Do you make impulsive decisions?

Do you tend to think first and act later, or are you prone to impulsive behavior? Or does it depend on the situation? A few questions will give you the answer:

  • Do you plan ahead, or do you make decisions on the spot?
  • Do you feel strong urges to do things that are hard to resist?
  • Do you feel alive only when you are doing something thrilling or dangerous?

It’s OK to be OK

LETTING MYSELF LET GO

Posted on: 2 September 2014

By: Jessica Cooney

“Two years ago, had you asked me if I wanted to be happy, I would’ve told you that I would do anything for a light at the end of the seemingly endless tunnel that was depression. I thought that as soon as I saw the light I would run toward it, and I would leave behind the darkest parts of me without ever looking back. So I fought, and I put the work in, and I waited for the light to peek through.

Then one day, the light was there. And yet for some reason, it scared me. I found myself stalled; I was in a much healthier place than I had been, but I still wasn’t living the life I knew I could.

In many ways, this was even harder to admit to than depression. Who would understand a fear of what was undeniably better? I convinced myself that I was singlehandedly embodying the myths associated with depression. Maybe I was seeking attention. Maybe Iwas lazy. Maybe I needed to just get over it.

In reality, though, that wasn’t the case. After a lot of reflection, I started to grasp what made that light so scary. I was so used to depression that it felt safe. My methods of coping, while undeniably unhealthy, were easy. And staying at rock bottom felt easier than climbing and falling again and again. I had grown so accustomed to the struggling version of myself that I wasn’t quite sure who I was when I was healthy. Surely this meant my healthy self was even more forgettable and insignificant than I imagined.

Eventually, and without me even realizing it was happening, a lot of factors came together that helped me let go and leave behind that darkness. A new project gave me a sense of purpose. A friendship formed that was based on positivity rather than mutual pain. These things helped me realize that most of my fears were unfounded.

Still, I needed to be convinced that letting go of the past was OK.

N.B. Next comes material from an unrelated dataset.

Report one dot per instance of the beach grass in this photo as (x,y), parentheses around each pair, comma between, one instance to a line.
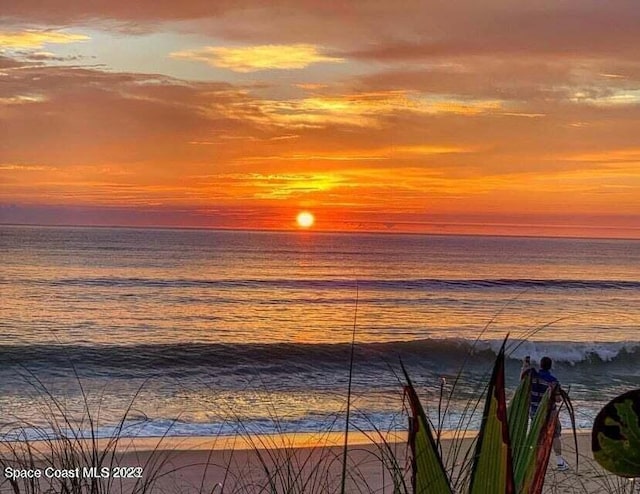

It’s OK to not be OK” is a message I believe wholeheartedly. It’s a phrase I’ve heard a thousand times and will say a thousand more. We don’t talk about the opposite message as often because it seems so obvious, but I think it’s equally important: It’s OK to be OK.

It’s been over a year since I started to embrace the light at the end of the tunnel, and once in a while I still need to remind myself that being content isn’t a synonym for “waiting to sink again.”

Finding safety in the familiar doesn’t mean you’re seeking attention or choosing to be depressed. The unfamiliar can be scary, even when it is undoubtedly healthier, happier, and freer. Healing doesn’t mean admitting that none of your struggles mattered. It doesn’t mean you are leaving behind the people who are still hurting. It doesn’t mean that you no longer have permission to hurt or ask for help. It doesn’t mean that you are setting yourself up for a fall.

I have spent so much time reflecting on and reliving my hardest moments.

But starting now, I am embracing this “OK-ness.”

I am OK, and I am grateful for the journey that got me here.

I am OK, and I matter just as much as when I wasn’t.

I am OK, and I am still allowed to have bad days and ask for help.

I am OK, and that makes me excited for the future instead of fearful.

I am no longer spending my days desperately searching for the light at the end of the tunnel or wishing for the comforts of the past. This is an entirely new chapter in a long story, but I finally believe that where I am right now is exactly where I am supposed to be.

Wherever you are in your journey, OK, not OK, or somewhere in between – you matter, you’re living an important story, and however you feel is OK.”